Moses’ father-in-law, a Kenite. (Ex 3:1; Jg 1:16) Jethro is also called Reuel. (Nu 10:29) Jethro may have been a title, whereas Reuel was a personal name. However, it was not uncommon for an Arabian chief to have two or even more names, as is attested to by many inscriptions. Jethro is spelled “Jether” in the Masoretic text at Exodus 4:18.
Jethro was “the priest of Midian.” Being head of a large family of at least seven daughters and one named son (Ex 2:15, 16; Nu 10:29), and having the responsibility not only to provide for his family materially but also to lead them in worship, he is appropriately called “the priest [or chieftain] of Midian.” This of itself does not necessarily indicate worship of Jehovah God; but Jethro’s ancestors may have had true worship inculcated in them, and some of this perhaps continued in the family. His conduct suggests at least a deep respect for the God of Moses and Israel.—Ex 18:10-12.
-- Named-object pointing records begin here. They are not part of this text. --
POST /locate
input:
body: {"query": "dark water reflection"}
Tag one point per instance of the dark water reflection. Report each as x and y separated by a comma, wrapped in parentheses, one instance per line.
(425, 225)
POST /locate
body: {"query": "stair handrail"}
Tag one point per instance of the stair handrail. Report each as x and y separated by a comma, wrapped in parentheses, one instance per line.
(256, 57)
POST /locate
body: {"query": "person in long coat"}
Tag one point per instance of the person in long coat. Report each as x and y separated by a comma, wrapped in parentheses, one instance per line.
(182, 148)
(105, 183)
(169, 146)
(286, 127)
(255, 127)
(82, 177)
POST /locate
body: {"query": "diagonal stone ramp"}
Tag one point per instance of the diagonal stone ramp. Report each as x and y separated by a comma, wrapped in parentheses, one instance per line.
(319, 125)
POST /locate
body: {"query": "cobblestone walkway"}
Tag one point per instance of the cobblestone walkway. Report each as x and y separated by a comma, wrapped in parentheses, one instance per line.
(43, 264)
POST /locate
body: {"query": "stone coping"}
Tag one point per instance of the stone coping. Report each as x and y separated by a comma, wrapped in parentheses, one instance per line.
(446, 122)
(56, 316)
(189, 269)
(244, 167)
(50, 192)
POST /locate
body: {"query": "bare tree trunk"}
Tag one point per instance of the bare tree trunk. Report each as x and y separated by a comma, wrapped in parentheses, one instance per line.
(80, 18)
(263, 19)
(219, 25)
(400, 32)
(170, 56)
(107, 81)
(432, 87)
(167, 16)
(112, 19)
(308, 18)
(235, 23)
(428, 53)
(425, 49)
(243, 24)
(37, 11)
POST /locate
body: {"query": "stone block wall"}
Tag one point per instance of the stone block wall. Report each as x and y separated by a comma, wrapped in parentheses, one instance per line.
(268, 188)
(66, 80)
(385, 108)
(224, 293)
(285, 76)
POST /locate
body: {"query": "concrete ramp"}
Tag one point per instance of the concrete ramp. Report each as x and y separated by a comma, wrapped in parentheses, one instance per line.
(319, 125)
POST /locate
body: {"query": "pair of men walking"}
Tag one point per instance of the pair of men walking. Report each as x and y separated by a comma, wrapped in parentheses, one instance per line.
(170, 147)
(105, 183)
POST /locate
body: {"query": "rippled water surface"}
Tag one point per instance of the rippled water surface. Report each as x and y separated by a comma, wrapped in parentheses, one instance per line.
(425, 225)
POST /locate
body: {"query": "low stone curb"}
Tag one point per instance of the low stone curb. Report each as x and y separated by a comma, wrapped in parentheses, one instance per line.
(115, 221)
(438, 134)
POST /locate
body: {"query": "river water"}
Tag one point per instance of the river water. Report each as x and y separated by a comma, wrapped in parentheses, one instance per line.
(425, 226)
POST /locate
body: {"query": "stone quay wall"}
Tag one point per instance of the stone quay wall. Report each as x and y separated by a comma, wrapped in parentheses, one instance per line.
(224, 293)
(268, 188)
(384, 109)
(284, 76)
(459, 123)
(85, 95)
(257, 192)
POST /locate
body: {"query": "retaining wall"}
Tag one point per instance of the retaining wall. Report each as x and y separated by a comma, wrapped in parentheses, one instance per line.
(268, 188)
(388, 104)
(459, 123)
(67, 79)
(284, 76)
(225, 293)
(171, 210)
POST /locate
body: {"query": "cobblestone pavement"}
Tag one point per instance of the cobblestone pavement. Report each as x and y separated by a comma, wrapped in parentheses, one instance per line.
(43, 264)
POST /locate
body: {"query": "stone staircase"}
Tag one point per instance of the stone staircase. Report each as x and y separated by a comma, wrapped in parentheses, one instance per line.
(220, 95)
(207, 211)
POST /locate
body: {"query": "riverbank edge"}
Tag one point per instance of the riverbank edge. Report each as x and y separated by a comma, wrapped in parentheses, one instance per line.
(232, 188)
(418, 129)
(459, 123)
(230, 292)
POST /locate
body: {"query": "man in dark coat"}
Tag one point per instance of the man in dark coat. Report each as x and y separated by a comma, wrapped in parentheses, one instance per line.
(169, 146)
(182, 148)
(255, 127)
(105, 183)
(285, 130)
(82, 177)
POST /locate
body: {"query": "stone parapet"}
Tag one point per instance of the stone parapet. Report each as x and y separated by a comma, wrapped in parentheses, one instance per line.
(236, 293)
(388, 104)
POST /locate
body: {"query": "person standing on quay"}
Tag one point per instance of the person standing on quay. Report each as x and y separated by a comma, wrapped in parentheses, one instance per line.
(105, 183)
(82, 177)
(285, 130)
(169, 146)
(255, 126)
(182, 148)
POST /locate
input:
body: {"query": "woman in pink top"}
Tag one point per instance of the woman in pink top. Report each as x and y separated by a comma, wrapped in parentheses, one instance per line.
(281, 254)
Jethro’s association with his future son-in-law began shortly after Moses fled from Egypt in 1553 B.C.E. Moses assisted Jethro’s daughters in watering their father’s flocks, and this they reported to their father, who, in turn, extended hospitality to Moses. Moses then took up living in Jethro’s household and eventually married his daughter Zipporah. After some 40 years of caring for Jethro’s flocks in the vicinity of Mount Horeb (Sinai), Moses was summoned by Jehovah back to Egypt, and he returned with his father-in-law’s good wishes.—Ex 2:15-22; 3:1; 4:18; Ac 7:29, 30.
Later Jethro received report of Jehovah’s great victory over the Egyptians, and at once he came to Moses at Horeb, bringing along Zipporah and Moses’ two sons; it was indeed a very warm reunion. Jethro responded to Moses’ review of Jehovah’s mighty saving acts by blessing God and confessing: “Now I do know that Jehovah is greater than all the other gods.” He then offered up sacrifices to the true God. (Ex 18:1-12) The next day, Jethro observed Moses listening to the problems of the Israelites “from the morning till the evening.” Perceiving how exhausting this was for both Moses and the people, Jethro suggested a system of delegating authority. ‘Train other capable and worthy men as chiefs over tens, fifties, hundreds, and thousands to decide cases, so that you will hear only what they cannot handle.’ Moses agreed, and later Jethro returned to his own land.—Ex 18:13-27.
Jethro’s son Hobab was requested by Moses to be a scout. Apparently with some persuasion, he responded, and some of his people entered the Promised Land with Israel. (Nu 10:29-33) Judges 4:11 calls Hobab the father-in-law of Moses rather than his brother-in-law, and this has caused difficulty in understanding. However, the Hebrew expression normally rendered “father-in-law” can in a broader sense denote any male relative by marriage and so could also be understood as “brother-in-law.” To say that Hobab instead of Jethro was Moses’ father-in-law would disagree with other texts. If Hobab were another name for Jethro, as some suggest, it would also mean that two men, father and son, bore the name Hobab. On the other hand, Hobab, as a leading member of the next generation of Kenites, might be used in this text as a representative of his father.